Jean Raspail, the author of Camp of the Saints, has died. The French author passed away peacefully with his family by his side at a Paris hospital on Saturday. He was less than a month shy of his 95th birthday.
A devout Catholic and keen explorer, Raspail was born in 1925 at Chemillé-Sur-Dême, a historic commune in central France. The son of a factory owner, he led a comfortable childhood, attending St-Jean de Passy, a private Catholic school in Paris, and École des Roches, a private school in Normandy.
Little is known of his war years, of which he was a teenager during the German occupation of France. However, he embarked on a career as an author travelling the world and investigating civilisations, especially old ones, coping with the onset of modernity. As such, he travelled Europe and South America in the 1950s, visiting the land of the Incas during a long car journey.

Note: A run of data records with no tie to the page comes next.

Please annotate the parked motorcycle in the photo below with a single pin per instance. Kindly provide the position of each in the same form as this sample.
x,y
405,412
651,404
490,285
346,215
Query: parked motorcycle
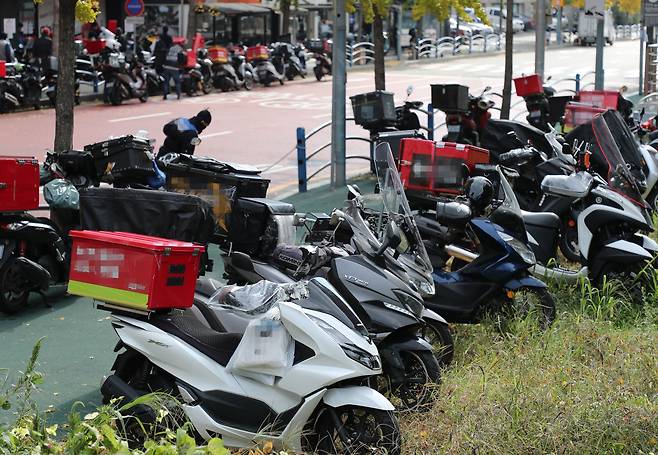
x,y
20,88
318,404
123,81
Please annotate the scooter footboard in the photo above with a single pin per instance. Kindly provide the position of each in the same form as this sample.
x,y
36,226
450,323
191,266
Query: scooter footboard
x,y
357,396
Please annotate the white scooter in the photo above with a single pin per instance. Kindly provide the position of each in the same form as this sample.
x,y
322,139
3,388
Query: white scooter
x,y
317,403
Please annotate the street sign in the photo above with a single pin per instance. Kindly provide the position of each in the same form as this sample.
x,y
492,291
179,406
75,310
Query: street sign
x,y
650,12
134,7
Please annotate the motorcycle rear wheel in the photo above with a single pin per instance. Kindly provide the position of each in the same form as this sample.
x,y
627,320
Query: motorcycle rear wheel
x,y
368,430
13,295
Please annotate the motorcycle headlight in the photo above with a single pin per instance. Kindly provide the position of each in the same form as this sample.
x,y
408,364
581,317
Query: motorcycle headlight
x,y
353,352
414,306
521,249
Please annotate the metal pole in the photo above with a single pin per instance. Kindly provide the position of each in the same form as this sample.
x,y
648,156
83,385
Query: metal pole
x,y
643,38
430,122
600,42
559,26
540,36
339,80
301,159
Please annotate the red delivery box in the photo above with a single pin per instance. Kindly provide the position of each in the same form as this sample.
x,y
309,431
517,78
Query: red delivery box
x,y
218,54
19,184
437,167
529,85
135,271
257,53
603,99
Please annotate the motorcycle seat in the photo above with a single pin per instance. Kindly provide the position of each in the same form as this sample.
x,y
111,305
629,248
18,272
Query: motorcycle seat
x,y
219,346
546,219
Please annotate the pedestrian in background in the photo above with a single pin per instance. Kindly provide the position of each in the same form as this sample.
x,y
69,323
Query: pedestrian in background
x,y
6,50
176,59
43,46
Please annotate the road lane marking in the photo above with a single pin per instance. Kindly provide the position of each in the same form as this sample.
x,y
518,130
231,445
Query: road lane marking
x,y
138,117
221,133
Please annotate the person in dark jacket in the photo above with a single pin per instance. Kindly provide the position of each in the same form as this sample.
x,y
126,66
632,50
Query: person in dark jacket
x,y
182,134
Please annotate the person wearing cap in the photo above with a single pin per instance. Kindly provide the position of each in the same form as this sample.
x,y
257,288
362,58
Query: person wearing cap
x,y
182,134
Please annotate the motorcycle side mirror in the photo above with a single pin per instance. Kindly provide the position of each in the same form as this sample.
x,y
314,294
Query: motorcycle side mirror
x,y
352,192
299,219
392,238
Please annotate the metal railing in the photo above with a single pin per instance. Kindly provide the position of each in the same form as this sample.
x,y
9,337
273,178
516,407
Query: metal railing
x,y
463,44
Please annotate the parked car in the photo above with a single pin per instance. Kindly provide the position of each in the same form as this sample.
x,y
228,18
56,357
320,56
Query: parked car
x,y
496,17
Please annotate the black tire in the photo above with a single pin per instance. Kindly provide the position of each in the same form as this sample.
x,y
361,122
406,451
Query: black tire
x,y
370,431
317,69
414,393
248,81
13,295
438,335
538,302
569,241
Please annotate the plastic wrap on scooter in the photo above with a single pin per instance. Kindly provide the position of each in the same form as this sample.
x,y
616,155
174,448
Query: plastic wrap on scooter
x,y
266,349
158,213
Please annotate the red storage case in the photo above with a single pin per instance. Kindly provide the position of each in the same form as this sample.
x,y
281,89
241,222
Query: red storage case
x,y
603,99
529,85
578,114
19,184
257,53
134,271
218,54
437,167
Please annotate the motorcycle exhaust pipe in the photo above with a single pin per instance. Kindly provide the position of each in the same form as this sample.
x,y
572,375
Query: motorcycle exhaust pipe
x,y
115,387
460,253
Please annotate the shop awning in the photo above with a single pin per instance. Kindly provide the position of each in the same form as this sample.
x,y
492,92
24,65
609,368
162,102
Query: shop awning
x,y
235,9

He came to prominence in 1973 with the publication of his novel Le Camps des Saints, or Camp of the Saints. A controversial book, it depicted the fall of France and the end of western civilisation following mass third-world immigration.
Much like Orwell’s dystopian 1984, which foreshadowed the totalitarian nightmare of Stalinism, Camp of the Saints has strong parallels to the recent wave of mass immigration to Europe. His work has proven so prophetic that in 2011, nearly 40 years after its publication, it returned to the top of France’s bestseller list. Indeed, it is through Camp of the Saints, which was translated into Afrikaans, Czech, Dutch, English, German, Polish, Portuguese and Spanish that he is best known to nationalists worldwide.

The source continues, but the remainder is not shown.